He said during testimony before the Senate Banking Committee last Tuesday that while NCUA does things with which he takes issue, it "understands the nuances" of credit unions better than a larger regulator would.
In a written statement submitted to the committee, NAFCU Senior Vice President Dan Berger also stressed the positive results of keeping the NCUA separate.
"The regulatory structure consisting of an independent regulator in the form of the National Credit Union Association along with an independent insurance fund has served the credit union community well over the last several decades," he wrote.
Credit unions received little attention at the session, one of a series of hearings the panel is holding to lay the groundwork for an overhaul of the way financial services are regulated. Much of the focus was on the testimony of representatives of the banks, community banks and consumers.
Much of the discussion focused on the creation of a systemic risk regulator-a super regulator that would set broad regulatory policy and seek to avoid some of problems that caused the economic collapse.
Senate Banking Committee Chairman Christopher Dodd (D-Conn.) said one possibility might be to have several agencies-the Fed, the FDIC and the Office of Comptroller of the Currency operate as a council to set broad regulatory policy.
Most senators and witnesses said they opposed making the Fed the sole regulator because of conflicts with its role setting monetary policy and because some question its independence.
Mica said such a regulator shouldn't oversee credit unions because the credit unions have "shunned undue risk."
He said the NCUA's decision to place U.S. Central Corporate Federal Credit Union and Western Corporate Federal Credit Union into conservatorship shouldn't cause an increase in regulation of credit unions because those were isolated incidents.
Mica explained that those corporates got into trouble because the recession and market volatility caused the value of securities that they held to drop. He noted that many of those securities had been rated AAA or AA before the economic collapse.
Dodd also said they would include new rules overseeing ratings agencies when they revamp the regulatory system.
Christopher Whalen, who runs a risk analysis firm, told the panel that it is difficult for him to evaluate many credit unions because the data collection at the NCUA is slow and many updates are not available in real-time.
Mica conceded that the NCUA's system "could be better."
The agency recently approved a revamped data-collection system that will begin in the third quarter for federally insured, natural person credit unions to submit reports and information through a Web-based system. Corporate credit unions will be able to use the system starting in 2010.
Mica also used the hearing to reiterate his case for lifting the 12.25% of assets cap on credit union member business loans.
"We can put $10 billion on Main Street in small business loans," Mica said in response to a question from Sen. Charles Schumer (D-N.Y.), who has said he plans to introduce legislation to lift the cap.

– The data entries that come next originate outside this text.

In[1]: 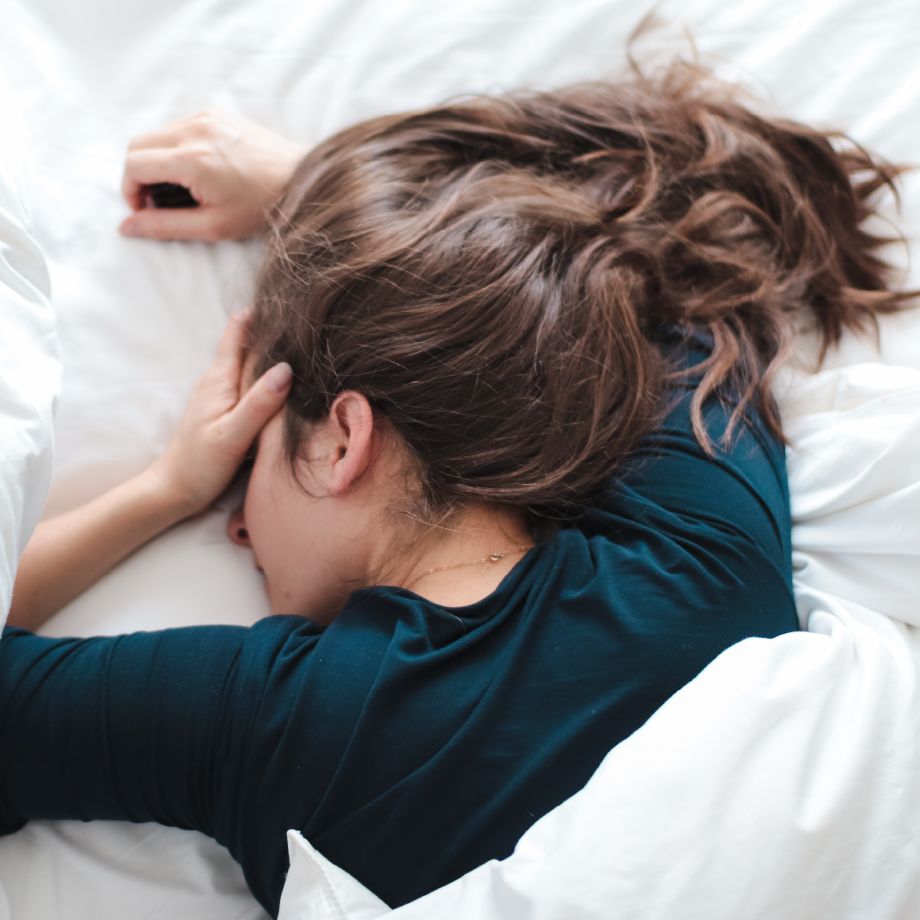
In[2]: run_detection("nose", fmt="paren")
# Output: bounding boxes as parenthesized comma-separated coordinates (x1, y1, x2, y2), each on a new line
(227, 507, 251, 547)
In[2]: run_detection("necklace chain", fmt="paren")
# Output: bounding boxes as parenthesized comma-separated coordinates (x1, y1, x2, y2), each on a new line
(405, 544, 533, 591)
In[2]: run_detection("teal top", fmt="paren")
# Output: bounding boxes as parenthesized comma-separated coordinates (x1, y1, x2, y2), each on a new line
(0, 335, 798, 917)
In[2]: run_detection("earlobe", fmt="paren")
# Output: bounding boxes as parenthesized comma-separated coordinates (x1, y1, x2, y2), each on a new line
(327, 391, 375, 496)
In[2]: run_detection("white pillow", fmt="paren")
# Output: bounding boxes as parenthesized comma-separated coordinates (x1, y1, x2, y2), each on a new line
(0, 65, 59, 627)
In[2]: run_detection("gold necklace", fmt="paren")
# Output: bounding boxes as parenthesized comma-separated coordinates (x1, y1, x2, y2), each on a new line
(405, 544, 533, 592)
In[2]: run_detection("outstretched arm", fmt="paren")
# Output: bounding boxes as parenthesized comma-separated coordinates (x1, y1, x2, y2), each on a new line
(0, 610, 322, 917)
(0, 622, 252, 837)
(8, 312, 292, 630)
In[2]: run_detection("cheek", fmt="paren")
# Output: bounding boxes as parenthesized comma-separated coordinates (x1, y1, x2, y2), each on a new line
(243, 462, 275, 554)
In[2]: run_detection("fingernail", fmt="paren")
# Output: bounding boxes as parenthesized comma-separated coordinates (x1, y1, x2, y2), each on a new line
(267, 362, 292, 391)
(121, 221, 140, 237)
(235, 306, 253, 322)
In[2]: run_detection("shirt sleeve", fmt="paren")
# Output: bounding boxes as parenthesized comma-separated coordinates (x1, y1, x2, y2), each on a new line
(1, 621, 263, 844)
(586, 335, 792, 569)
(0, 614, 325, 916)
(617, 383, 790, 557)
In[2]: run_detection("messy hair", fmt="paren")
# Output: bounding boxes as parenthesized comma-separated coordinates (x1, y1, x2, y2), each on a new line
(250, 43, 914, 525)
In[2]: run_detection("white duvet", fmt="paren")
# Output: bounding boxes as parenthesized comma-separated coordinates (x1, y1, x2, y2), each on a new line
(1, 1, 919, 919)
(0, 66, 58, 624)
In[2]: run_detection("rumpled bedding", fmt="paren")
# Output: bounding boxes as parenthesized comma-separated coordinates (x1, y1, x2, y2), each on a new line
(0, 60, 60, 920)
(0, 0, 918, 918)
(0, 66, 58, 623)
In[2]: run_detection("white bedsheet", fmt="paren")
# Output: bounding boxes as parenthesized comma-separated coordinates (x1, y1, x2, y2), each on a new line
(0, 1, 919, 918)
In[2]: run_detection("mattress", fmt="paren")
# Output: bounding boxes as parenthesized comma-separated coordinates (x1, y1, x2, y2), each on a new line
(1, 1, 918, 918)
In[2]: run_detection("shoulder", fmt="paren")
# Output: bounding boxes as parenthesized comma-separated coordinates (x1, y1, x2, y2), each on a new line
(603, 327, 792, 567)
(221, 614, 325, 704)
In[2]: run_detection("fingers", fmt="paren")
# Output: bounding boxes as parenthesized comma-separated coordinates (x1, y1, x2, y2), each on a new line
(224, 362, 293, 452)
(121, 111, 222, 212)
(121, 148, 193, 212)
(121, 144, 216, 240)
(126, 125, 191, 152)
(119, 206, 220, 241)
(213, 311, 251, 379)
(126, 110, 223, 154)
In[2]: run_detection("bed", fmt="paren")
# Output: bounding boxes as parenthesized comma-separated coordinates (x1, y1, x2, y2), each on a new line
(1, 0, 919, 918)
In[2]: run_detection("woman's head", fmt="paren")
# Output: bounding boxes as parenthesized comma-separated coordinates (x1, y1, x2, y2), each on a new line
(227, 382, 403, 621)
(240, 54, 914, 617)
(227, 363, 536, 621)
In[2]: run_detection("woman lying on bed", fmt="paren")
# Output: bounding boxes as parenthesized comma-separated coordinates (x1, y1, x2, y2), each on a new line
(0, 58, 911, 919)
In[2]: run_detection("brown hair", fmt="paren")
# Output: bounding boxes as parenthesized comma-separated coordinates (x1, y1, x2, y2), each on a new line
(249, 48, 915, 527)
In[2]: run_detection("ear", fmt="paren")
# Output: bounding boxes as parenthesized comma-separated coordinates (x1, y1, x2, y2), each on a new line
(322, 390, 376, 496)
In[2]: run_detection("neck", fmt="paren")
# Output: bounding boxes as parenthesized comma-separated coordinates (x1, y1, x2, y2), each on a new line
(377, 502, 534, 606)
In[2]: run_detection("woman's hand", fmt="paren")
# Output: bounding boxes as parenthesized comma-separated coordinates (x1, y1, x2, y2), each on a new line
(149, 311, 293, 517)
(119, 108, 308, 241)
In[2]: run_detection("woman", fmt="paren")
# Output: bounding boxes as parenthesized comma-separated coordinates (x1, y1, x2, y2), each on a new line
(0, 58, 912, 917)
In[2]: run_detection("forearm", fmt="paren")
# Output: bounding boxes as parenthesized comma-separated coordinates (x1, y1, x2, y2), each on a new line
(8, 468, 191, 630)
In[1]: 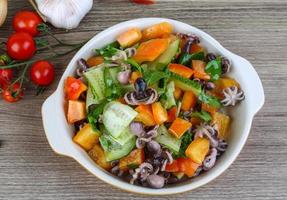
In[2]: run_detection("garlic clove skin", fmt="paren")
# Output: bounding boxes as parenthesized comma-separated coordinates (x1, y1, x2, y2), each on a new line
(0, 0, 8, 27)
(35, 0, 93, 29)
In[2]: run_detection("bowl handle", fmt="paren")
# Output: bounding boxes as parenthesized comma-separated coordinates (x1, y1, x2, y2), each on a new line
(42, 92, 71, 156)
(234, 55, 265, 115)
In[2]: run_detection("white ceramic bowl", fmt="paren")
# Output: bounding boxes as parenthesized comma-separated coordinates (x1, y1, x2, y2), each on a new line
(42, 18, 264, 195)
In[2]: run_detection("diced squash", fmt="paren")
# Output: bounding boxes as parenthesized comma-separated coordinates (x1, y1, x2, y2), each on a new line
(177, 158, 200, 177)
(73, 124, 100, 151)
(202, 103, 218, 114)
(192, 60, 210, 81)
(168, 63, 194, 79)
(169, 117, 192, 138)
(190, 44, 204, 54)
(181, 91, 197, 111)
(64, 77, 87, 100)
(135, 104, 156, 126)
(132, 39, 169, 63)
(190, 117, 202, 126)
(67, 100, 86, 124)
(152, 102, 168, 125)
(173, 86, 183, 100)
(212, 112, 230, 140)
(212, 78, 240, 98)
(117, 28, 142, 48)
(88, 144, 111, 170)
(119, 149, 145, 171)
(129, 71, 142, 84)
(167, 106, 177, 123)
(185, 137, 210, 164)
(142, 22, 173, 40)
(87, 56, 104, 67)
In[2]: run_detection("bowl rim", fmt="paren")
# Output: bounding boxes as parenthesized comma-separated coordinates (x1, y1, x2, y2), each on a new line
(41, 17, 265, 195)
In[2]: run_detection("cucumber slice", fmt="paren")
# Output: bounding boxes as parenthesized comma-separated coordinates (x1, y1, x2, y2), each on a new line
(169, 72, 202, 95)
(84, 66, 106, 102)
(105, 136, 136, 162)
(102, 101, 138, 138)
(149, 39, 180, 70)
(86, 86, 100, 111)
(109, 67, 121, 83)
(155, 125, 182, 153)
(101, 125, 135, 146)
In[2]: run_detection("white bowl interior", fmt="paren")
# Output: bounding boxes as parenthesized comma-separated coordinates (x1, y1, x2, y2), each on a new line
(42, 18, 264, 195)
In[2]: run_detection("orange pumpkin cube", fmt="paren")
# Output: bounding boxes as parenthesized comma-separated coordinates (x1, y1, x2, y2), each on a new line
(119, 149, 145, 171)
(73, 124, 100, 151)
(142, 22, 173, 40)
(212, 112, 230, 140)
(181, 91, 197, 111)
(135, 104, 156, 126)
(169, 117, 192, 139)
(87, 56, 104, 67)
(117, 28, 142, 48)
(67, 100, 86, 124)
(151, 102, 168, 125)
(185, 137, 210, 164)
(88, 144, 111, 170)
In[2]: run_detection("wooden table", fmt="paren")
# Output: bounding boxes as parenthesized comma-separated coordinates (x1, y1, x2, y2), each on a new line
(1, 0, 286, 199)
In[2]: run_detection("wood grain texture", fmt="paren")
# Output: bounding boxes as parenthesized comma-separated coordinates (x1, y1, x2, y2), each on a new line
(0, 0, 287, 199)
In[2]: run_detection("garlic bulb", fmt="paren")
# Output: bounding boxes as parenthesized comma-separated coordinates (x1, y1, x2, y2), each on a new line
(34, 0, 93, 29)
(0, 0, 7, 27)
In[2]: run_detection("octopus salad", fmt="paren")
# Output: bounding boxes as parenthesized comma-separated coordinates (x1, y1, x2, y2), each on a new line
(64, 22, 245, 189)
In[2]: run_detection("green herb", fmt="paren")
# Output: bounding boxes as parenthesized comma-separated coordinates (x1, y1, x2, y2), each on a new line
(104, 67, 122, 100)
(176, 132, 193, 158)
(191, 110, 212, 122)
(205, 58, 222, 81)
(95, 41, 120, 57)
(87, 100, 109, 130)
(126, 58, 143, 74)
(178, 52, 205, 66)
(198, 92, 221, 108)
(144, 70, 170, 85)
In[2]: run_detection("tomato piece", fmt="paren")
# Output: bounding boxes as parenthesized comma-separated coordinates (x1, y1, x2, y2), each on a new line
(30, 60, 55, 86)
(7, 32, 36, 60)
(165, 160, 179, 172)
(13, 11, 43, 36)
(167, 106, 177, 123)
(0, 69, 13, 87)
(177, 158, 200, 177)
(64, 77, 87, 100)
(1, 82, 23, 103)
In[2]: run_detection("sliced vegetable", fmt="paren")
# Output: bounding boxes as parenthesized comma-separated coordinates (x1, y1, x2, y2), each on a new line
(86, 86, 99, 110)
(102, 101, 137, 138)
(177, 132, 193, 158)
(169, 71, 202, 96)
(104, 67, 122, 100)
(198, 92, 221, 108)
(119, 148, 145, 171)
(173, 86, 183, 100)
(117, 28, 142, 48)
(95, 41, 120, 58)
(192, 60, 210, 81)
(211, 78, 240, 98)
(168, 63, 194, 78)
(133, 38, 169, 64)
(168, 117, 192, 139)
(191, 110, 212, 122)
(212, 112, 230, 140)
(135, 104, 156, 126)
(190, 44, 204, 54)
(177, 158, 200, 177)
(104, 136, 136, 162)
(149, 39, 180, 70)
(205, 58, 222, 81)
(67, 100, 86, 124)
(142, 22, 173, 40)
(84, 66, 105, 102)
(161, 81, 176, 109)
(167, 106, 177, 123)
(88, 144, 111, 170)
(181, 91, 197, 111)
(165, 159, 179, 172)
(109, 126, 135, 146)
(152, 102, 168, 125)
(185, 137, 210, 164)
(64, 76, 87, 100)
(178, 52, 205, 66)
(201, 103, 218, 114)
(155, 125, 182, 153)
(87, 56, 104, 67)
(73, 123, 101, 151)
(87, 100, 109, 130)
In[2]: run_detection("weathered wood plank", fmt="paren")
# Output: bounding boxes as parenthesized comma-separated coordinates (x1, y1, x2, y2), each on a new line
(0, 0, 287, 199)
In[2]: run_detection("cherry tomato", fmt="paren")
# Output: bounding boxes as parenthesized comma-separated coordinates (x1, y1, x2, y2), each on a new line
(13, 11, 43, 36)
(0, 69, 13, 87)
(2, 82, 23, 103)
(7, 32, 36, 60)
(30, 60, 55, 86)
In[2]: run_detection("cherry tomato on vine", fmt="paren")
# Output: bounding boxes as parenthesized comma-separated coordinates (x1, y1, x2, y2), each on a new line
(7, 32, 36, 60)
(2, 82, 24, 103)
(30, 60, 55, 86)
(13, 11, 43, 36)
(0, 69, 13, 87)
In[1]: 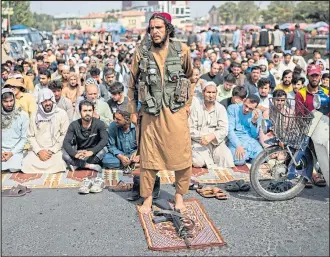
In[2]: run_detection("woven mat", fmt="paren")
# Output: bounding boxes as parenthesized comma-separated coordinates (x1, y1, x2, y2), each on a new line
(137, 198, 226, 251)
(1, 165, 250, 189)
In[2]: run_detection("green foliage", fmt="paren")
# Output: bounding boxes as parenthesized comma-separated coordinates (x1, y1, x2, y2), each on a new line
(7, 1, 34, 27)
(217, 1, 329, 25)
(293, 1, 329, 22)
(103, 15, 118, 23)
(260, 1, 297, 24)
(31, 12, 56, 31)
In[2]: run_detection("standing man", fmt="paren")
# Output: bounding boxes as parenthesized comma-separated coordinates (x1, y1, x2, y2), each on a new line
(127, 12, 193, 214)
(289, 24, 307, 56)
(233, 27, 241, 50)
(1, 33, 11, 63)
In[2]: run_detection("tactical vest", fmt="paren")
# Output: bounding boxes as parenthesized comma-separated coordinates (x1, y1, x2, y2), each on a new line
(137, 39, 190, 116)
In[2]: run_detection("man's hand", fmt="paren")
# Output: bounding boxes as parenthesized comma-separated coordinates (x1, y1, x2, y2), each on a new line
(251, 109, 259, 124)
(118, 154, 131, 167)
(75, 151, 85, 159)
(3, 152, 13, 161)
(38, 150, 52, 161)
(233, 98, 243, 104)
(185, 106, 191, 116)
(131, 113, 138, 125)
(82, 150, 94, 158)
(2, 152, 6, 162)
(93, 111, 100, 119)
(235, 146, 246, 161)
(200, 134, 216, 146)
(130, 152, 140, 163)
(257, 105, 267, 113)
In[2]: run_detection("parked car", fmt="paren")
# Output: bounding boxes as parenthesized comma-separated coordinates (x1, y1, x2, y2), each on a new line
(9, 41, 29, 61)
(10, 26, 44, 51)
(7, 36, 33, 59)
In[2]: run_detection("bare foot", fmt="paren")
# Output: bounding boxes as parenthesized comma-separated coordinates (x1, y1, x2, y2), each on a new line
(174, 193, 186, 212)
(138, 196, 153, 214)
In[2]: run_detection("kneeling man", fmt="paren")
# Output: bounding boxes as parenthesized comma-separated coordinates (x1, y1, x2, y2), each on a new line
(22, 88, 69, 173)
(227, 94, 263, 166)
(1, 88, 29, 172)
(62, 100, 108, 177)
(189, 82, 234, 168)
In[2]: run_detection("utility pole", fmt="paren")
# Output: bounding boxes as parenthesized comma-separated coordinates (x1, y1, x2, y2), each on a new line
(7, 1, 10, 34)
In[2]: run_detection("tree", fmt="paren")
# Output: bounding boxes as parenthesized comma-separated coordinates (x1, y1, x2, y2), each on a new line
(31, 12, 56, 31)
(218, 2, 238, 24)
(8, 1, 34, 27)
(236, 1, 260, 25)
(260, 1, 297, 24)
(293, 1, 329, 23)
(106, 9, 115, 13)
(103, 15, 118, 23)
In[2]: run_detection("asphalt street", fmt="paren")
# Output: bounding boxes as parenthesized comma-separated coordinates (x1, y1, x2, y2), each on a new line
(2, 184, 329, 256)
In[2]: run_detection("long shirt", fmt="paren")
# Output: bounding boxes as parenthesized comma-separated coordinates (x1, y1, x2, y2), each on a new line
(63, 117, 108, 157)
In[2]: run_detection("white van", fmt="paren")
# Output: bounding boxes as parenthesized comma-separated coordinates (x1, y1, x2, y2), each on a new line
(7, 36, 33, 59)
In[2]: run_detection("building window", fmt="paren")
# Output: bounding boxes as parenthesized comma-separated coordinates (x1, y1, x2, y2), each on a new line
(181, 8, 184, 14)
(176, 8, 180, 14)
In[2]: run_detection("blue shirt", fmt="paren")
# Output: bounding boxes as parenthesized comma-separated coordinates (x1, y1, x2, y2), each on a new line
(227, 104, 262, 148)
(107, 122, 137, 156)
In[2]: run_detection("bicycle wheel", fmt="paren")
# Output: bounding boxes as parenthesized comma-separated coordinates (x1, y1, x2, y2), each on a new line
(250, 145, 313, 201)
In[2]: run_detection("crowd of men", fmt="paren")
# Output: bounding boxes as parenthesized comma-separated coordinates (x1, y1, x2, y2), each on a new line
(1, 21, 329, 194)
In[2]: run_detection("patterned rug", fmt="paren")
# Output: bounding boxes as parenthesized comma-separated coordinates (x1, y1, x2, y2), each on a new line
(1, 165, 250, 189)
(137, 198, 226, 251)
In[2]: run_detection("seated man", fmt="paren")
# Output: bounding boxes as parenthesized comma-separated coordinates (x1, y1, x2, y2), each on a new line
(220, 85, 247, 109)
(227, 94, 263, 166)
(189, 81, 234, 168)
(74, 83, 113, 126)
(103, 109, 139, 171)
(1, 88, 29, 173)
(255, 77, 272, 118)
(216, 73, 236, 102)
(48, 80, 74, 121)
(107, 82, 128, 115)
(22, 88, 69, 174)
(62, 100, 109, 193)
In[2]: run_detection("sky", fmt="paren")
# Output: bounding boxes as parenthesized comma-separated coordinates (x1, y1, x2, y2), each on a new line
(30, 1, 270, 18)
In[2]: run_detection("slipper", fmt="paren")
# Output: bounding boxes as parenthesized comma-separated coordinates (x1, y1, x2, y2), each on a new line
(196, 187, 216, 198)
(189, 182, 202, 190)
(2, 185, 27, 197)
(312, 174, 326, 187)
(109, 180, 134, 192)
(215, 192, 228, 200)
(236, 180, 251, 192)
(224, 181, 240, 192)
(16, 184, 32, 193)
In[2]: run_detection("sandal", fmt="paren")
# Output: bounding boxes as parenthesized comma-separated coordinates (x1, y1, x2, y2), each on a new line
(109, 180, 134, 192)
(312, 174, 326, 187)
(196, 186, 216, 198)
(305, 181, 313, 188)
(236, 180, 251, 192)
(2, 185, 28, 197)
(224, 181, 240, 192)
(215, 192, 228, 200)
(16, 184, 32, 193)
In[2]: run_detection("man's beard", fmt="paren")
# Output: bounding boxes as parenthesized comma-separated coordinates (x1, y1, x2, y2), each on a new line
(3, 105, 14, 112)
(43, 104, 53, 113)
(310, 82, 319, 88)
(152, 34, 168, 48)
(283, 80, 291, 86)
(82, 115, 92, 122)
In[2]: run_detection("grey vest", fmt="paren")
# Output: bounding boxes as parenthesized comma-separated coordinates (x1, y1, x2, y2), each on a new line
(137, 40, 190, 116)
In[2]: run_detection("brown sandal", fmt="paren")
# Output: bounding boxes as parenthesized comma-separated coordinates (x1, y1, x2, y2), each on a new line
(197, 186, 223, 198)
(215, 192, 228, 200)
(109, 180, 134, 192)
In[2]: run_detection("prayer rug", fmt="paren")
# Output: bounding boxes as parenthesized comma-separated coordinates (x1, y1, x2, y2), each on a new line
(1, 166, 250, 189)
(137, 198, 226, 251)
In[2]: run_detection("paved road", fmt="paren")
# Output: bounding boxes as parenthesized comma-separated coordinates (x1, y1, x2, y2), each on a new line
(2, 184, 329, 256)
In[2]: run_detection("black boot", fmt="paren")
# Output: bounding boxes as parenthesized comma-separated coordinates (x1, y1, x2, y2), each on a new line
(127, 176, 141, 201)
(152, 176, 160, 199)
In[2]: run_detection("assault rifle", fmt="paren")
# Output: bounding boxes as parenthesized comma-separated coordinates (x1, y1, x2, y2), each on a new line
(152, 199, 194, 248)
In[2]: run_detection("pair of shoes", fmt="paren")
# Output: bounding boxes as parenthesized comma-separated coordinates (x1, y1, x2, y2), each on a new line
(2, 184, 32, 197)
(225, 180, 251, 192)
(78, 177, 105, 194)
(196, 186, 228, 200)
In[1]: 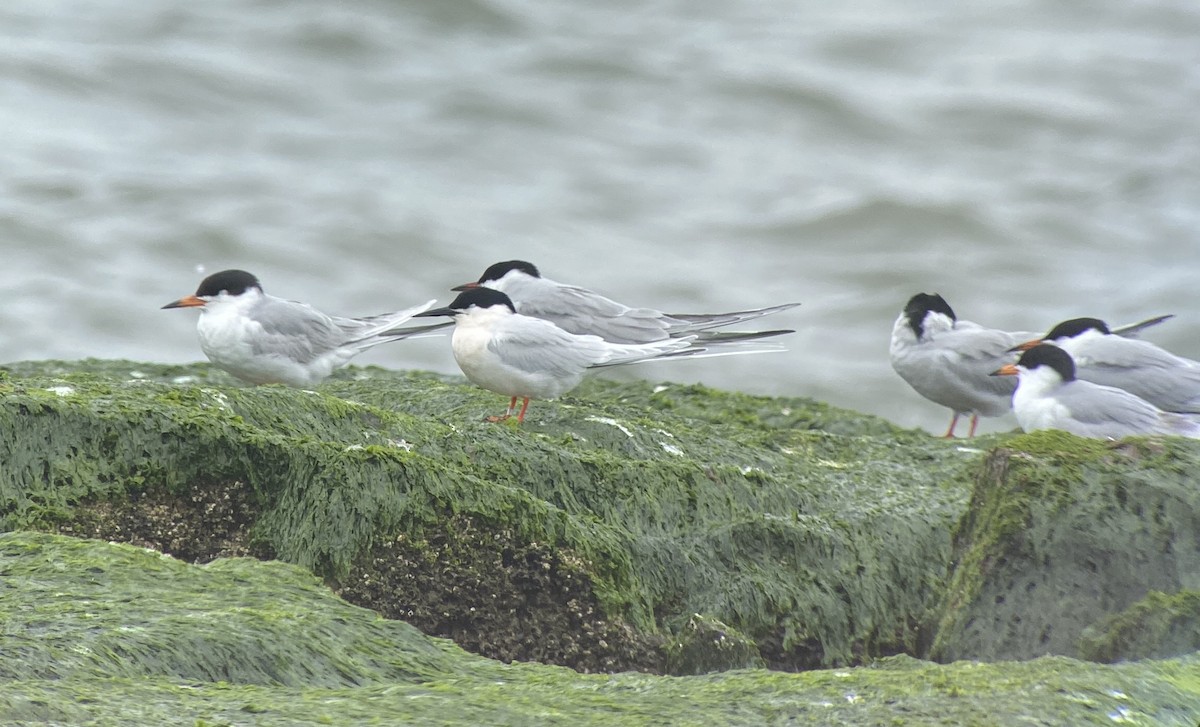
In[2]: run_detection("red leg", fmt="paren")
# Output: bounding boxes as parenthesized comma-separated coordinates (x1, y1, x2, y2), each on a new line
(515, 397, 531, 423)
(967, 414, 980, 438)
(941, 413, 960, 438)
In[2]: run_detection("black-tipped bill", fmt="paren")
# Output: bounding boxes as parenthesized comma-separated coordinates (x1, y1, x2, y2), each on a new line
(418, 287, 517, 316)
(1007, 338, 1042, 353)
(162, 295, 206, 310)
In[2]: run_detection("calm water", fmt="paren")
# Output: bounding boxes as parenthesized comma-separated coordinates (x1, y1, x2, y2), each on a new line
(2, 0, 1197, 434)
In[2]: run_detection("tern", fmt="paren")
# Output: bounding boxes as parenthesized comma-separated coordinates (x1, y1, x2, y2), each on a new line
(415, 286, 779, 423)
(890, 294, 1171, 437)
(452, 259, 799, 345)
(1011, 317, 1199, 413)
(991, 344, 1200, 440)
(162, 269, 447, 387)
(889, 293, 1038, 437)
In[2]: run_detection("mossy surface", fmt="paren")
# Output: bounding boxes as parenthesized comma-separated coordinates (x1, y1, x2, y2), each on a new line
(931, 431, 1200, 662)
(665, 613, 766, 675)
(7, 359, 1200, 676)
(0, 531, 459, 687)
(3, 532, 1199, 727)
(0, 358, 980, 672)
(1080, 590, 1200, 663)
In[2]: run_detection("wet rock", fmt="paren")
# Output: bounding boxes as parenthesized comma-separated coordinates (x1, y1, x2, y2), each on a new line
(0, 359, 979, 672)
(665, 613, 765, 675)
(4, 359, 1200, 686)
(1080, 590, 1200, 663)
(930, 432, 1200, 662)
(2, 533, 1198, 726)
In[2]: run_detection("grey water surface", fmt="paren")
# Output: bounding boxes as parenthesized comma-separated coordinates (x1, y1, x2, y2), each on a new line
(2, 0, 1197, 434)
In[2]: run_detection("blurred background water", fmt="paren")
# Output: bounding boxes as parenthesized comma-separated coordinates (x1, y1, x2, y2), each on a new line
(1, 0, 1197, 434)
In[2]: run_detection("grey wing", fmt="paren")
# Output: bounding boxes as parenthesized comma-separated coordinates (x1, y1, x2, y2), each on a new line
(518, 284, 672, 343)
(1076, 338, 1200, 412)
(940, 326, 1023, 391)
(940, 325, 1024, 362)
(1057, 384, 1164, 438)
(248, 298, 345, 363)
(899, 326, 1020, 415)
(330, 299, 438, 342)
(1081, 336, 1196, 369)
(1112, 314, 1173, 338)
(1080, 363, 1200, 412)
(487, 321, 610, 378)
(662, 302, 802, 334)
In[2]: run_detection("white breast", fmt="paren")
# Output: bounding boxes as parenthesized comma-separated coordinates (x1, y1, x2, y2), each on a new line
(450, 309, 582, 400)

He said it was necessary because many banks have slowed down their lending and businesses with good credit are losing their lines of credit.
But Dodd told reporters after the hearing that before removing or lifting the cap, his panel needs to be certain that the NCUA has the capacity to deal with additional commercial lending. He also said that the panel might look into lifting the cap temporarily during the current recession or raising the cap, rather than eliminating it altogether.